SIRT3 deficient hearts develop hypertrophy (Sundaresan et al., 2009; Chen et al., 2015) and cardiac fibrosis (Chen et al., 2015). However, contradicting evidence exists as to whether these animals develop cardiac dysfunction (Sundaresan et al., 2009; Chen et al., 2015). On and all, when these animals were infused with angiotensin II, isoproterenol, or phenylephrine, the hearts developed twice as much cardiac hypertrophy and cardiac dysfunction as their WT counterparts (Sundaresan et al., 2009). In response to transverse aortic constriction, SIRT3 KO mice developed a more severe cardiac hypertrophy accompanied by impaired cardiac function and fibrosis than WT animals (Hafner et al., 2010; Chen et al., 2015; Koentges et al., 2015). Importantly, the cardioprotective effects of HKL against cardiac hypertrophy were abolished in the absence of SIRT3 (Pillai et al., 2015). Also, cardiac-specific SIRT3 overexpression prevented angiotensin II- and doxorubicin-induced cardiac hypertrophy, fibrosis, and fetal gene expression (Sundaresan et al., 2009; Pillai et al., 2016) confirming that SIRT3 has a role in protecting the heart against hypertrophic stimuli.

In conclusion, SIRT3 has a crucial role in the development and progression of cardiac hypertrophy. The pleiotropic effects of SIRT3 activation in the prevention of mitochondrial ROS could be a crucial pathway to the inhibition of cardiac hypertrophy (Sundaresan et al., 2009). However, in addition to ROS, other SIRT3-mediated mechanisms could be involved in preserving mitochondrial and cardiac function in response to hypertrophic stimuli.
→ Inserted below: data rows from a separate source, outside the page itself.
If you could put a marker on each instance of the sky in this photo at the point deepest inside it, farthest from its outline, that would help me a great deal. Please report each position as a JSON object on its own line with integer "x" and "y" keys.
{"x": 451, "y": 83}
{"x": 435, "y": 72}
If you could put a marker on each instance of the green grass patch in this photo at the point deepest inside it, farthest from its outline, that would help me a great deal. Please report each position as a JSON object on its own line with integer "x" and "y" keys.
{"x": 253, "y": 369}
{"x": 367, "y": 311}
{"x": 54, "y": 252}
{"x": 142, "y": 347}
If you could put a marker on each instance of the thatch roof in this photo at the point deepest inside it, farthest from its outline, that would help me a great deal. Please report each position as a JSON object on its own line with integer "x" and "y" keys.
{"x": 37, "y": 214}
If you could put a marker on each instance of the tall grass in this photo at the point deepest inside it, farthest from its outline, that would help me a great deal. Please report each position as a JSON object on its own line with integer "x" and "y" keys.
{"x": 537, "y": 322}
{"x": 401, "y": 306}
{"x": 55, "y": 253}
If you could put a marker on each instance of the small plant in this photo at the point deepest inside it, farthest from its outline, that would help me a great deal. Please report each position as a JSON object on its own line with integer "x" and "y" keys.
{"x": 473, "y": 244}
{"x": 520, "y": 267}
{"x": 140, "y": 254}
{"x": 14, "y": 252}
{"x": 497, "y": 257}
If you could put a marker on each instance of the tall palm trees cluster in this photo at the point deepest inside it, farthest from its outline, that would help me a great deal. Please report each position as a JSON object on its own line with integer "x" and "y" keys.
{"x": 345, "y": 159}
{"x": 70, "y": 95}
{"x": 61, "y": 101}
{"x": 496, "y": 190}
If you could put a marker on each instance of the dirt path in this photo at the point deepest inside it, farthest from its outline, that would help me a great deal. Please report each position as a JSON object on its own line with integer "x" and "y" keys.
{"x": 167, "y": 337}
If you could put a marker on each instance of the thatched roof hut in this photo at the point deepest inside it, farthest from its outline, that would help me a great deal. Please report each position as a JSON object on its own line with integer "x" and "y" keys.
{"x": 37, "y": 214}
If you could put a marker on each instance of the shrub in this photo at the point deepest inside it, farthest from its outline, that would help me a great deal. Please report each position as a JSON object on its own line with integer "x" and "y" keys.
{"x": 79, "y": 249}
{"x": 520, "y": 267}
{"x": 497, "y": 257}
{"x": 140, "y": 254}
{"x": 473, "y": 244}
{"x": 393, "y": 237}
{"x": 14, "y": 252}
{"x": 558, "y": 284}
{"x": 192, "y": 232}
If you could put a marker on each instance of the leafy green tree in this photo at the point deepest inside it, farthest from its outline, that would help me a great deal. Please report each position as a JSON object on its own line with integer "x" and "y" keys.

Myocardial Infarction and Ischemia-Reperfusion Injury

Myocardial infarction, or ischemia, is the most common type of cardiovascular disease. Standard treatment after MI is to restore the blood flow to the previously ischemic area, also known as reperfusion. Although restoration of blood flow to the ischemic area is crucial, reperfusion contributes up to 50% of additional damage to the final infarct size; a process also termed as IR injury.
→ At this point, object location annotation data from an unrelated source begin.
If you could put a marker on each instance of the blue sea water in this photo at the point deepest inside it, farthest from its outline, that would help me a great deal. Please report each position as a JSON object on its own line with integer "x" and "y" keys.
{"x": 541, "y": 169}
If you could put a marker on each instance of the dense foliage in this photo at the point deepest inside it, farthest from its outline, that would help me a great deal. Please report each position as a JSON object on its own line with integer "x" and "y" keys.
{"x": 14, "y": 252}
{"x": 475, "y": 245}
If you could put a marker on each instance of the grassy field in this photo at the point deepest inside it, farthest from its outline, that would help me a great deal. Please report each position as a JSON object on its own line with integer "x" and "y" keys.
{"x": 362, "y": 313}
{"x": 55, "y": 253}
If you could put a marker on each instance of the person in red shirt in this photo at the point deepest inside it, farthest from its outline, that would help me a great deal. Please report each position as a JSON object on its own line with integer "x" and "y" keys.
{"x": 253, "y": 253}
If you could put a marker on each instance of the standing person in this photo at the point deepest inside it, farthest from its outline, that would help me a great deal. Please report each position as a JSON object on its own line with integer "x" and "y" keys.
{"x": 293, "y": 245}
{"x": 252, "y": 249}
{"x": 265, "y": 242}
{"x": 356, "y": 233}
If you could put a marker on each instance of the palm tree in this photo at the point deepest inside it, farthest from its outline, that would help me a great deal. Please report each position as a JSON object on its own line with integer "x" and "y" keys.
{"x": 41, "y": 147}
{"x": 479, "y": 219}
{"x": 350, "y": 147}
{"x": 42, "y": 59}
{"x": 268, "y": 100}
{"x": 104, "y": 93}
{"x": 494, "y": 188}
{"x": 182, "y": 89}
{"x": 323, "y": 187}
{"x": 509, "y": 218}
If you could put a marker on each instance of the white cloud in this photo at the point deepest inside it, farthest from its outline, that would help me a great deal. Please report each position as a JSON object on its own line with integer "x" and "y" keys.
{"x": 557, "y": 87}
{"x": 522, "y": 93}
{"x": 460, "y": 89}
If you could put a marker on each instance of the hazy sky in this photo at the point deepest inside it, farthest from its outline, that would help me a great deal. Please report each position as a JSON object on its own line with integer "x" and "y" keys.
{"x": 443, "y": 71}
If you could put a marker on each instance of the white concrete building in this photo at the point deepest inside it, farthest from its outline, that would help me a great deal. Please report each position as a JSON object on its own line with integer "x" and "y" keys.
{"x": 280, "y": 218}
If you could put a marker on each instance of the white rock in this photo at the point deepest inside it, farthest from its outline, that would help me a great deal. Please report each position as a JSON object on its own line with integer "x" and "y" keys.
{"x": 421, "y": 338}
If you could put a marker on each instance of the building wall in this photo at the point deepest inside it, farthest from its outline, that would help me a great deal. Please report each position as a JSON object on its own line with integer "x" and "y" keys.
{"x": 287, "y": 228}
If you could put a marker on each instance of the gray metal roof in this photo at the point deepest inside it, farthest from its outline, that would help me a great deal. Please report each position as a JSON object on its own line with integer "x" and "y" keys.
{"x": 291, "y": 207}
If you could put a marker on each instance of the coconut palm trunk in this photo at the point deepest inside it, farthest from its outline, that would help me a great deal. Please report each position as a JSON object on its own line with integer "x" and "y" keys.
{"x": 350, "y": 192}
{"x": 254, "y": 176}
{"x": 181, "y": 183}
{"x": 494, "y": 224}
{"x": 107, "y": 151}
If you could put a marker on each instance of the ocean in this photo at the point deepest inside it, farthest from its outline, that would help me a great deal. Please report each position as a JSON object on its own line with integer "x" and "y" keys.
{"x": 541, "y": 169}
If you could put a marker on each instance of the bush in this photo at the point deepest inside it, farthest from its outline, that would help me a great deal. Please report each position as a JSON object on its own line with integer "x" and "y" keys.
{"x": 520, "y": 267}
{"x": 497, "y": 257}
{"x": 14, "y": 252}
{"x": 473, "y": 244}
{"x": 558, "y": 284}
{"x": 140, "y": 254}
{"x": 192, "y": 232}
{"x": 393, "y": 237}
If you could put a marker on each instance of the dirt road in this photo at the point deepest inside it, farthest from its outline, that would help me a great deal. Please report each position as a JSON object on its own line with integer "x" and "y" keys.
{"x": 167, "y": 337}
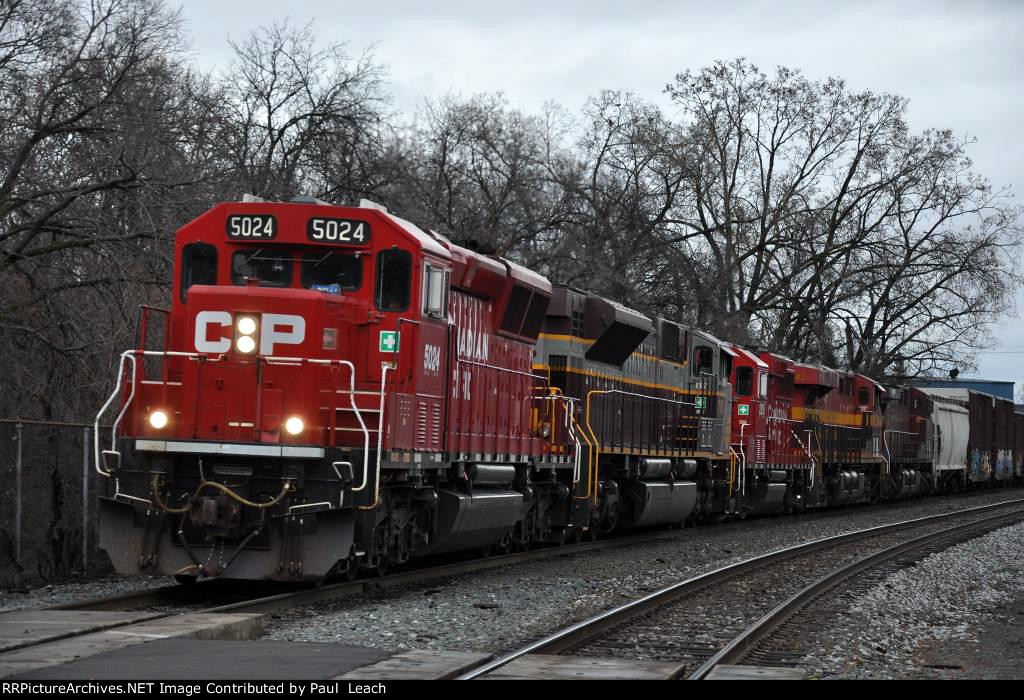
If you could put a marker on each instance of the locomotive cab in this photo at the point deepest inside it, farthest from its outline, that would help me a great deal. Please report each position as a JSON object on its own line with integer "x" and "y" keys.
{"x": 312, "y": 356}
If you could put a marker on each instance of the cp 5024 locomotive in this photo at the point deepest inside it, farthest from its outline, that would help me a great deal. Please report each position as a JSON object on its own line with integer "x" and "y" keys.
{"x": 334, "y": 389}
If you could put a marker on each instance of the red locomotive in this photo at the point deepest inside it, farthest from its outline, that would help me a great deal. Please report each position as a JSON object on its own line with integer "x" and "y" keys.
{"x": 337, "y": 390}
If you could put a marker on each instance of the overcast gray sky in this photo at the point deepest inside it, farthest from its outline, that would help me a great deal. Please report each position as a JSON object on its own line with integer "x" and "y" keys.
{"x": 960, "y": 62}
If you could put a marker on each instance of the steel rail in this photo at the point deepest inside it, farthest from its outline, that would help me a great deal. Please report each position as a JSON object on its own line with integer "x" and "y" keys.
{"x": 584, "y": 630}
{"x": 744, "y": 643}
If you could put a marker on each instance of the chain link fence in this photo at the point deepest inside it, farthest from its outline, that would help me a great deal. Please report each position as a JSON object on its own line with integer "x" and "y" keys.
{"x": 47, "y": 502}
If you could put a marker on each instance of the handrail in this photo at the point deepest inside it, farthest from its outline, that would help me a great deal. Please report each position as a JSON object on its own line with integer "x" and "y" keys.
{"x": 380, "y": 440}
{"x": 129, "y": 356}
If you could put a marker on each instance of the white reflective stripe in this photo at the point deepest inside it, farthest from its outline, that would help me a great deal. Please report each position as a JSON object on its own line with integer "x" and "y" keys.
{"x": 229, "y": 448}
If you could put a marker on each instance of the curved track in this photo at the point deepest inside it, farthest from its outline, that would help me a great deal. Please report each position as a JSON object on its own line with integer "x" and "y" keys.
{"x": 631, "y": 631}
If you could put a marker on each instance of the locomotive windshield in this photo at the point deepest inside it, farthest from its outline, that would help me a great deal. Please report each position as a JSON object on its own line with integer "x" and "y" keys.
{"x": 199, "y": 266}
{"x": 394, "y": 271}
{"x": 332, "y": 271}
{"x": 271, "y": 268}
Emerging evidence implicating SIRT3 in a variety of cardioprotective mechanisms led to the postulation that SIRT3 could be implicated in IR injury. H9c2 cells silenced for SIRT3 expression were more susceptible to IR as evidenced by the enhanced release of lactate dehydrogenase, a marker of cellular damage (Porter et al., 2014). Indeed, the absence of one or both SIRT3 alleles in the heart (SIRT3-/+ or SIRT3-/-) led to a marked susceptibility to ex vivo IR. These hearts demonstrated reduced cardiac recovery, and increased infarct size and cell damage (Parodi-Rullán et al., 2017; Porter et al., 2014) after IR. Furthermore, intravenous administration of NAD+ before ischemia protected the rat heart from IR injury. These animals demonstrated a significant reduction in infarct size, cardiac troponin levels, and apoptotic markers suggesting the potential role of sirtuins, such as SIRT3, in protecting the heart against IR (Zhang et al., 2016). However, the causative link between SIRT3 and cardioprotection remains to be elucidated. In contrast, another group found no difference between SIRT3-/- and WT hearts in the susceptibility to IR (Koentges et al., 2016). These discrepancies between studies could be explained by differences in heart preparation and duration of ischemia and reperfusion periods. Indeed, the same study demonstrated that in vivo coronary artery ligation in the absence of SIRT3 did not render the hearts more prone to cardiac dysfunction than their WT counterparts at 7 days post-MI (Koentges et al., 2016). Nevertheless, the mechanisms mediating cardiac dysfunction are completely different in reperfused and non-reperfused ischemic hearts. SIRT3 activity is affected differently depending on the severity of both, ischemia and reperfusion injury in the heart. Furthermore, pathological mPTP induction can play a central role in mediating the adverse effects of protein acetylation.

SIRT3 and the mPTP

The mPTP is a non-selective pore that forms in the mitochondria and allows the non-selective passage of ions, solutes, and water up to 1.5 kDa into the mitochondrial matrix. As a result, the increase in IMM permeability induces mitochondrial swelling and rupture of the OMM leading to cell death. The mPTP opening is induced by high matrix Ca2+, ROS, and loss of mitochondrial membrane potential; all of these conditions occur at reperfusion (reviewed in Javadov et al., 2009; Bernardi and Di Lisa, 2015; Halestrap and Richardson, 2015). The detailed molecular structure of the mPTP remains unknown. The adenine nucleotide translocase (ANT) and the voltage-dependent anion channel (VDAC) have been proposed as the core mPTP components, however, genetic studies revealed that these proteins play a regulatory rather than a structural role in mPTP induction. Several studies suggested that dimerization of the F1FO-ATPase (ETC complex V) and the c-subunit ring in the FO domain of the ATP synthase are involved in the mPTP (Giorgio et al., 2013; Alavian et al., 2014). Most recent findings challenged the pore-forming role of the peripheral stalk subunits and the subunit c (He et al., 2017a,b) thus, further studies are required to establish the potential role of the F1FO-ATPase in mPTP formation. Cyclophilin-D (CyP-D), a matrix located peptidyl-prolyl cis–trans isomerase, is considered a key mPTP regulator. In addition to mPTP regulation, CyP-D plays an important role in regulating mitochondrial metabolism and bioenergetics under physiological conditions, thereby raising a question whether it is a viable target for cardioprotection (Javadov et al., 2017).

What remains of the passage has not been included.